The structural and biochemical characterization of the XPG catalytic domain [149] suggests that XPG has a similar structure and function to the FEN superfamily with a conserved active site consisting of carboxylates in a β-sheet core and basic residues near a pair of gating helices [150]. These active site gating helices play a key role in activating the XPG nuclease, by undergoing a disorder-to-order transition induced by DNA binding [151–153]. Interestingly, XPG can exist as a stable homodimer that could bind both ss-ds DNA junctions in the NER bubble, but with only one subunit positioned for its 3’ incision activity [149]. During NER, the ‘other’ subunit could be displaced by TFIIH [87]. An alternate model positions the second XPG subunit with XPF-ERCC1 on the same dsDNA arm, which could serve to regulate the timing of the 3’ incision after the 5’ incision by XPF-ERCC1.

Overview

The long-term goal of biochemical and structural NER research is to elucidate how this complex multi-protein machine recognizes and repairs DNA lesions in our genome. A substantial amount of data has been accumulated over many years, including exciting new 3D structures determined by single particle cryo-EM that provide unprecedented views of the molecular mechanisms of NER factors. While providing fertile ground for hypotheses about NER function and the search for potential NER-targeted chemotherapeutics, these studies fall short of the ultimate objective to truly understand the mechanism of action of the NER machinery. Nevertheless, the outlook for the future is bright. With the development of systems to produce NER factors and a seemingly endless variety of NER substrates, the prospect of building a series of complexes that mimic the NER trajectory is clearly at hand. Characterization of these complexes by a broad range of biochemical, structural and biophysical techniques is anticipated to bring us much closer to our long sought-after objective and provide invaluable information for future efforts directed to NER-targeted drug discovery and advancing the predictive power of NER-focused cancer precision medicine.

Perspective.

(i). The importance of the field

Fundamental knowledge of the mechanism of action of NER machinery is highly desirable as a means to design new therapeutic strategies to inhibit upregulation of NER activity in response to anti-cancer therapies that function by damaging DNA.

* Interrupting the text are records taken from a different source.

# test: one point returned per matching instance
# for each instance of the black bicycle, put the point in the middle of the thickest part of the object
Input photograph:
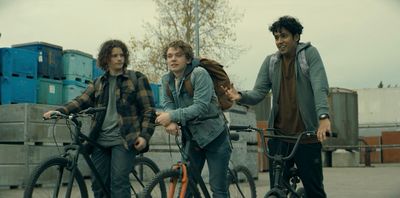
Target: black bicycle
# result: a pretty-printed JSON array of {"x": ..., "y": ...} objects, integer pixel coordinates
[
  {"x": 240, "y": 180},
  {"x": 59, "y": 176},
  {"x": 282, "y": 188}
]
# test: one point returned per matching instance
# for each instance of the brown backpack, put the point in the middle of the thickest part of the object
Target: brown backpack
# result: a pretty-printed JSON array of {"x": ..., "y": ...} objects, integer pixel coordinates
[{"x": 219, "y": 77}]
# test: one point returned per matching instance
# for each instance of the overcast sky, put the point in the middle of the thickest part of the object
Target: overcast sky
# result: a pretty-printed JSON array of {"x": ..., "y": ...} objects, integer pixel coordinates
[{"x": 359, "y": 40}]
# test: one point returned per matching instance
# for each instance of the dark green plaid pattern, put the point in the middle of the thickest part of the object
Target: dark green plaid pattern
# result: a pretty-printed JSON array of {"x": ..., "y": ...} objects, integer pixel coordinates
[{"x": 135, "y": 105}]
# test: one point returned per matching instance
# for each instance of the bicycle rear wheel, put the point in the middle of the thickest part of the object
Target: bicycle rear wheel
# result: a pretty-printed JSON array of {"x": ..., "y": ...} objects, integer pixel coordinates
[
  {"x": 143, "y": 171},
  {"x": 241, "y": 183},
  {"x": 50, "y": 179},
  {"x": 165, "y": 177}
]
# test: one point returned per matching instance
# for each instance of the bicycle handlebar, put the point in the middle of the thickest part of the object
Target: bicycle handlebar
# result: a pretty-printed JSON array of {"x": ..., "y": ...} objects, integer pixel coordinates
[
  {"x": 250, "y": 129},
  {"x": 296, "y": 138},
  {"x": 88, "y": 111}
]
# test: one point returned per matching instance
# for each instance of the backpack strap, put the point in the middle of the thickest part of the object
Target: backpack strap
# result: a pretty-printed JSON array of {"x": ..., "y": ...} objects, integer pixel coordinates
[
  {"x": 134, "y": 78},
  {"x": 272, "y": 62},
  {"x": 187, "y": 84},
  {"x": 303, "y": 63}
]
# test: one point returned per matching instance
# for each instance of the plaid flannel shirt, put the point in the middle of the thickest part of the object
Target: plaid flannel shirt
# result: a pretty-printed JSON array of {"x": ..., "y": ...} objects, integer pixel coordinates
[{"x": 135, "y": 107}]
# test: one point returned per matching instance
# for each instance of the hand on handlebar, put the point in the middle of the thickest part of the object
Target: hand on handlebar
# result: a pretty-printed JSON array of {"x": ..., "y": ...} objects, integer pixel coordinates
[
  {"x": 173, "y": 129},
  {"x": 324, "y": 127},
  {"x": 140, "y": 143},
  {"x": 49, "y": 114},
  {"x": 232, "y": 93},
  {"x": 163, "y": 118}
]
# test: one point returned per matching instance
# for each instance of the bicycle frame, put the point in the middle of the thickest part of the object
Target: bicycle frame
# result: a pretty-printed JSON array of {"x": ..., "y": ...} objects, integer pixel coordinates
[
  {"x": 78, "y": 148},
  {"x": 196, "y": 174},
  {"x": 279, "y": 159}
]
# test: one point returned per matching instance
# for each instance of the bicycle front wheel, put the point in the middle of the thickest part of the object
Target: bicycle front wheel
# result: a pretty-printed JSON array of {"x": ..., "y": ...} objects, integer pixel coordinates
[
  {"x": 241, "y": 183},
  {"x": 164, "y": 177},
  {"x": 50, "y": 179},
  {"x": 143, "y": 171}
]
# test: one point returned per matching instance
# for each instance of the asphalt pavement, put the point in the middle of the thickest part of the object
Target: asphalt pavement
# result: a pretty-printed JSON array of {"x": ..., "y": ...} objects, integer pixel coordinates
[{"x": 380, "y": 180}]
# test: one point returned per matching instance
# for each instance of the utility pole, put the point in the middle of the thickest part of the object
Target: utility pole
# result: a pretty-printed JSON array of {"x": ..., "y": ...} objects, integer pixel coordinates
[{"x": 197, "y": 36}]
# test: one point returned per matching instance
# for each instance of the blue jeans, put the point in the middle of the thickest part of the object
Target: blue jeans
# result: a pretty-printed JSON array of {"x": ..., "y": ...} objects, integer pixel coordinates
[
  {"x": 217, "y": 153},
  {"x": 114, "y": 165}
]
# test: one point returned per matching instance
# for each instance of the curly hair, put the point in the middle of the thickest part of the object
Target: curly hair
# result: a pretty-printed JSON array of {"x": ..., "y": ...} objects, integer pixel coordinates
[
  {"x": 106, "y": 50},
  {"x": 186, "y": 48},
  {"x": 290, "y": 23}
]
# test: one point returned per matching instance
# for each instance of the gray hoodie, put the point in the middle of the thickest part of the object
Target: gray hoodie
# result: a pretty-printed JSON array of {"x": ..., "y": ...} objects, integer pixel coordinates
[{"x": 312, "y": 91}]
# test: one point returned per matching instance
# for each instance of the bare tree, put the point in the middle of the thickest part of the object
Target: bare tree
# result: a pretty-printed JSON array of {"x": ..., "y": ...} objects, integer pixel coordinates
[{"x": 176, "y": 20}]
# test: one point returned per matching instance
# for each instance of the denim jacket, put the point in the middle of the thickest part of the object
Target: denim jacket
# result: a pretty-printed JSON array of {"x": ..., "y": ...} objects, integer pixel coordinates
[
  {"x": 192, "y": 112},
  {"x": 311, "y": 91}
]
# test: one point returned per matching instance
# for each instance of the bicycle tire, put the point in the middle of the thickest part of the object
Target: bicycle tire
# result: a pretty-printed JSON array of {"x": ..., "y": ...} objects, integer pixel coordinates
[
  {"x": 142, "y": 172},
  {"x": 244, "y": 180},
  {"x": 165, "y": 176},
  {"x": 300, "y": 193},
  {"x": 39, "y": 184}
]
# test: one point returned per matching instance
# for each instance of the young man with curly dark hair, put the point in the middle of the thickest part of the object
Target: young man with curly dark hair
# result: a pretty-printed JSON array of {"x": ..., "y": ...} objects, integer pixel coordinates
[
  {"x": 126, "y": 126},
  {"x": 300, "y": 93},
  {"x": 196, "y": 117}
]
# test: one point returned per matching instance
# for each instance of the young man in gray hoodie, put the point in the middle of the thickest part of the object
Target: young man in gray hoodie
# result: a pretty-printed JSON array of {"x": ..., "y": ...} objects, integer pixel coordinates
[
  {"x": 198, "y": 117},
  {"x": 299, "y": 85}
]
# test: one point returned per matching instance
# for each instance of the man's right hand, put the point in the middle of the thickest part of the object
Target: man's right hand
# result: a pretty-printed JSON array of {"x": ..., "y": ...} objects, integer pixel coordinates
[
  {"x": 232, "y": 93},
  {"x": 48, "y": 114},
  {"x": 173, "y": 129}
]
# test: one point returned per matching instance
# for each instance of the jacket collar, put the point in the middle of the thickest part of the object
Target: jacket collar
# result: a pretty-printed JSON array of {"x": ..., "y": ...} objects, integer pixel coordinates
[
  {"x": 189, "y": 68},
  {"x": 106, "y": 75},
  {"x": 301, "y": 46}
]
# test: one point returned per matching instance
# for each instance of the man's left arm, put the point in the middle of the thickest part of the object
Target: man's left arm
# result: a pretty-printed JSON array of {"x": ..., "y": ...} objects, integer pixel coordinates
[
  {"x": 320, "y": 86},
  {"x": 146, "y": 105}
]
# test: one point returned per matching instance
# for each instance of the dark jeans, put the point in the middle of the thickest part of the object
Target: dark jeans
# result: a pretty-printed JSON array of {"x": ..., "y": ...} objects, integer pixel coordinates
[
  {"x": 114, "y": 165},
  {"x": 308, "y": 162},
  {"x": 217, "y": 153}
]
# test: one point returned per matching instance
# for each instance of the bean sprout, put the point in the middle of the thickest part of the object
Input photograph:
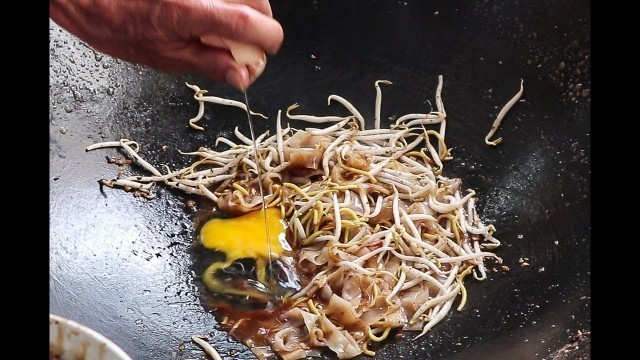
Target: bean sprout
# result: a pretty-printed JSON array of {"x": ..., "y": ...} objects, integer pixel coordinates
[{"x": 375, "y": 222}]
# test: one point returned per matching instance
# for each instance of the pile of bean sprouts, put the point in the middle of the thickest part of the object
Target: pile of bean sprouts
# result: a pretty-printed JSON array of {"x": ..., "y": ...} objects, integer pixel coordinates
[{"x": 383, "y": 239}]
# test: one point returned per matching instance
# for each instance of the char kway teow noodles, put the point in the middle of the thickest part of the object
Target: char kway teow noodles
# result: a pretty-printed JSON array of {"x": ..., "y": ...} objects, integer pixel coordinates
[{"x": 365, "y": 234}]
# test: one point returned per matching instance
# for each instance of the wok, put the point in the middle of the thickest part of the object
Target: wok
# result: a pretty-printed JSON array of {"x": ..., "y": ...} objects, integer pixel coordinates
[{"x": 124, "y": 266}]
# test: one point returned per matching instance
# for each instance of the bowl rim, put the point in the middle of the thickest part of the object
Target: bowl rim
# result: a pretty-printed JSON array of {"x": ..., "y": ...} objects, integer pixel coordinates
[{"x": 92, "y": 334}]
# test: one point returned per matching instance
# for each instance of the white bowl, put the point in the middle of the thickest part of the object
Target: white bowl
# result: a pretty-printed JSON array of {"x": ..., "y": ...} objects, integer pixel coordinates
[{"x": 69, "y": 340}]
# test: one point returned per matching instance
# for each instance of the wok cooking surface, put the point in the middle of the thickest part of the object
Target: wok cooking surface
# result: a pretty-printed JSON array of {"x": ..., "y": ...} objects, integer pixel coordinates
[{"x": 123, "y": 265}]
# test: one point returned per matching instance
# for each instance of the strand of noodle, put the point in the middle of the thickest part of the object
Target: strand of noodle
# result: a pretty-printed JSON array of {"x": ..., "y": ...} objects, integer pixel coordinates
[
  {"x": 208, "y": 193},
  {"x": 374, "y": 170},
  {"x": 422, "y": 244},
  {"x": 337, "y": 218},
  {"x": 299, "y": 228},
  {"x": 128, "y": 183},
  {"x": 378, "y": 104},
  {"x": 349, "y": 107},
  {"x": 140, "y": 161},
  {"x": 479, "y": 231},
  {"x": 436, "y": 319},
  {"x": 480, "y": 266},
  {"x": 449, "y": 207},
  {"x": 449, "y": 295},
  {"x": 329, "y": 130},
  {"x": 207, "y": 181},
  {"x": 371, "y": 254},
  {"x": 158, "y": 178},
  {"x": 439, "y": 103},
  {"x": 378, "y": 208},
  {"x": 492, "y": 242},
  {"x": 426, "y": 277},
  {"x": 279, "y": 137},
  {"x": 328, "y": 153},
  {"x": 229, "y": 143},
  {"x": 208, "y": 349},
  {"x": 103, "y": 145},
  {"x": 399, "y": 284},
  {"x": 248, "y": 141},
  {"x": 385, "y": 180},
  {"x": 356, "y": 268},
  {"x": 199, "y": 115},
  {"x": 501, "y": 114},
  {"x": 311, "y": 118},
  {"x": 426, "y": 121},
  {"x": 227, "y": 102},
  {"x": 473, "y": 256},
  {"x": 418, "y": 260}
]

(ii). Summary of the current thinking

Despite many years of study and revolutionary new 3D structures that have advanced understanding of the assembly and activity of NER factors, the mechanism of action of the finely tuned NER multi-protein machinery remains an enigma.

(iii). Future directions

Recent progress in the production of the primary factors and substrates required to reconstitute NER in vitro presents tantalizing new possibilities for generating and structurally characterizing the complete trajectory of the multi-step nucleotide excision repair pathway.